ヒナ
シナ · イナ · ヒナ (女神)
ポリネシアの多くの女神に与えられた名で「女性の神的な力」を指す称号。マオリではマウイの姉妹か妻、ハワイではクーの妻で月の女神。月に住んで樹皮布を打つという主題が全域に分布する。
解説
概要
ヒナ(Hina)は、ポリネシアの多くの神格に与えられた名である。通常、特定の事物を支配する強力な女性の力——女神あるいは女王——を指す。

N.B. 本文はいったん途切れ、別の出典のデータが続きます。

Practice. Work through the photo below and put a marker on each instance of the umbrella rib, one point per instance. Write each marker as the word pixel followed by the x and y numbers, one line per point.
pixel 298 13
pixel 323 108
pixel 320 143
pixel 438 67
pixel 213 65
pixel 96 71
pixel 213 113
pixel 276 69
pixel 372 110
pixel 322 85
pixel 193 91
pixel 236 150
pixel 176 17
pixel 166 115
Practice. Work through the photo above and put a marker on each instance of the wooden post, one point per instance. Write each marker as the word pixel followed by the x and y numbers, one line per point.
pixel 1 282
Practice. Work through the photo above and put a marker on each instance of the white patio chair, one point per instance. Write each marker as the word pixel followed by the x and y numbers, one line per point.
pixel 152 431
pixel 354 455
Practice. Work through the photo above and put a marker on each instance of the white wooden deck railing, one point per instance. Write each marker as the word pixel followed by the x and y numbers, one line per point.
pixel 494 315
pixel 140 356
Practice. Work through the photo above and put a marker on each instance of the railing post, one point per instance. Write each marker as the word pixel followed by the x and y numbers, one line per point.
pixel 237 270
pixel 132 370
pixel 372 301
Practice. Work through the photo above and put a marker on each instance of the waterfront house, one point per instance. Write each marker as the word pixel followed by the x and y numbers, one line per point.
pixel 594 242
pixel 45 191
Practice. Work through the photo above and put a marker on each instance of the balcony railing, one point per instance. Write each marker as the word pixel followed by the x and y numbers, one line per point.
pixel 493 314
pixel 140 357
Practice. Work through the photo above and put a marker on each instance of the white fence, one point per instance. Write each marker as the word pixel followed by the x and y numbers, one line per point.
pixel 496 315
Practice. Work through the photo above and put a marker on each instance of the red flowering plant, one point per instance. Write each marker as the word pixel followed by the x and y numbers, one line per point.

シナ、ハナイアカマラマ、イナといった変異形がある。
一つの文化のなかでも、ヒナは複数の女神を指しうる。ハワイ神話では、通常この名に女神とその力を説明する語が付される。ヒナ・プク・イア(「魚を集めるヒナ」、漁師の女神)、ヒナ・オプ・ハラ・コア(礁の生き物すべてを産んだ者)などである。
神話・物語
ニュージーランド。 マオリの諸部族のあいだで、ヒナは通常マウイの姉あるいは妻とされる。
最もよく知られる物語では、ヒナが水浴する池に、すべての鰻の父テ・トゥナロアが訪れる。鰻の神は彼女に身体を擦りつけ、これが幾度かの訪問で繰り返された。ヒナがマウイに告げると、マウイは鰻を待ち伏せて殺し、その頭を海に投げると海の鰻に、尾を水に投げると淡水の鰻に、血を木に撒くとその木々の芯が赤くなったという。
ハワイ。 ヒナは月の女神である。伝えによれば、地上で夫と子らに疲れたヒナは、虹を伝って太陽へ登ろうとしたが熱くて果たせず、月へ登った。以後、月に住む。月の影は、ヒナが樹皮布(タパ)を打つ姿だとされる。
ヒナとクー。 ハワイではクーの妻であり、クーとヒナは男と女の原理の対として、東と西、昇る太陽と沈む太陽に対応する。
タヒチ。 ヒナは月に住み、そこで樹皮布を打つ。マオリの版と共通する主題である。
図像と象徴
固有の古い図像は伝わらず、本サイトも主画像を掲げない。ゴーギャンがタヒチで描いた《ヒナ》の連作があるが、ゴーギャン自身の解釈による。
この女神を規定するのは、月と樹皮布である。月に住む女が布を打つという主題は、ポリネシア全域に分布する。樹皮布作りが女性の仕事であったことが、月の影の解釈に反映されている。
複数の女神が同じ名を持つという事態は、ヒナが固有名というより「女性の神的な力」を指す称号であったことを示す。
関わる神格・伝承
マオリではマウイの姉または妻。ハワイではクーの妻、あるいはマウイの母。
ヒナの名を持つ女神は、ヒナ・ヌイ・テ・ポ(ヒネ・ヌイ・テ・ポ)をはじめ、多くの複合名として現れる。ヒネはヒナのマオリ語形である。
文化的足跡
ゴーギャンの絵画を通じて、ヒナの名は西洋美術史に入った。《ヒナ・テファトゥ》(1893年)など、タヒチの神話をゴーギャン流に解釈した作品群がある。
なおポリネシアの伝統信仰は、今日も各地で継承されている。